Peinzend zegt hij: ‘Roggewhisky is niet het succes geworden van
wat ik ervan gehoopt had.’ Hij legt uit dat het hele probleem met ondernemen is, zeker in de whisky-industrie, dat je altijd bezig bent met een soort glazen bol
die niemand heeft.
‘Je praat over grote investeringen, je praat over ver
vooruitkijken. Je praat over een twintig jaar planningshorizon. Maar dat is
natuurlijk de reinste waanzin, dat snap je ook wel. Wie weet wat er over
twintig jaar gaat gebeuren?’
Hij vindt het dan ook maar een ‘stomme planningshorizon’
en is vooralsnog niet van plan om de productie van roggewhisky naar beneden te schroeven.
‘Ik maak er veel van omdat ik hoop dat het ooit nog heel groot gaat worden.’ Hij geeft toe dat als er over een paar jaar nog steeds niets veranderd is,
hij misschien minder roggewhisky moet gaan maken.
Whiskymarkt is aan het afkoelen
Los van het feit dat rogge nog niet zoveel zoden aan de dijk zet in
Nederland, valt het Patrick op dat de whiskymarkt wat aan het
afkoelen is.
Al vindt
hij dat gezond en is het iets wat hij al van ver weg zag aankomen. ‘Het is
nooit alleen maar crescendo.

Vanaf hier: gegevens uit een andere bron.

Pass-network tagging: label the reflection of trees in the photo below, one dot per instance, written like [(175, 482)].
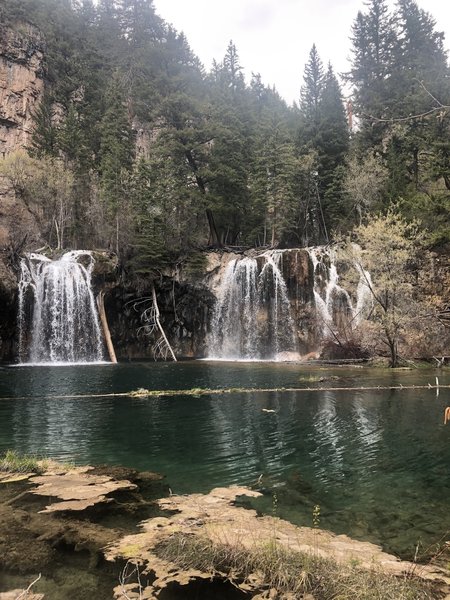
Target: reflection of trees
[(63, 428)]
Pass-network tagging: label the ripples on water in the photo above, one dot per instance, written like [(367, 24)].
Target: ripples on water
[(377, 462)]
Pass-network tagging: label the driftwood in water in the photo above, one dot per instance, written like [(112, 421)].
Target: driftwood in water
[(104, 321)]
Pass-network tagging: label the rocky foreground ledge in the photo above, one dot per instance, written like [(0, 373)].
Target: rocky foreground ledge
[(124, 537)]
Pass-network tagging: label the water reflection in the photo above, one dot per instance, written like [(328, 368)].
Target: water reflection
[(376, 462)]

Dat bestaat niet in de wereld. Het is ook niet
sustainable om alleen maar groei te hebben.’
Er is zoveel whisky geproduceerd de afgelopen jaren, dat Patrick zich al
jaren afvraagt wat daar precies de bedoeling van is.
‘Want op een gegeven moment moet iemand het allemaal opdrinken. Ik heb me al decennia afgevraagd; wie gaat dat dadelijk allemaal opdrinken?’
De wijze lessen van vader
Hoewel collega’s misschien een grote uitdaging hebben, maakt Patrick
zich niet zo druk. Op een kleine hypotheek na voor een extra warehouse is alles
letterlijk afbetaald, van de vaten, tot aan diverse auto’s. Aandeelhouders zijn er niet.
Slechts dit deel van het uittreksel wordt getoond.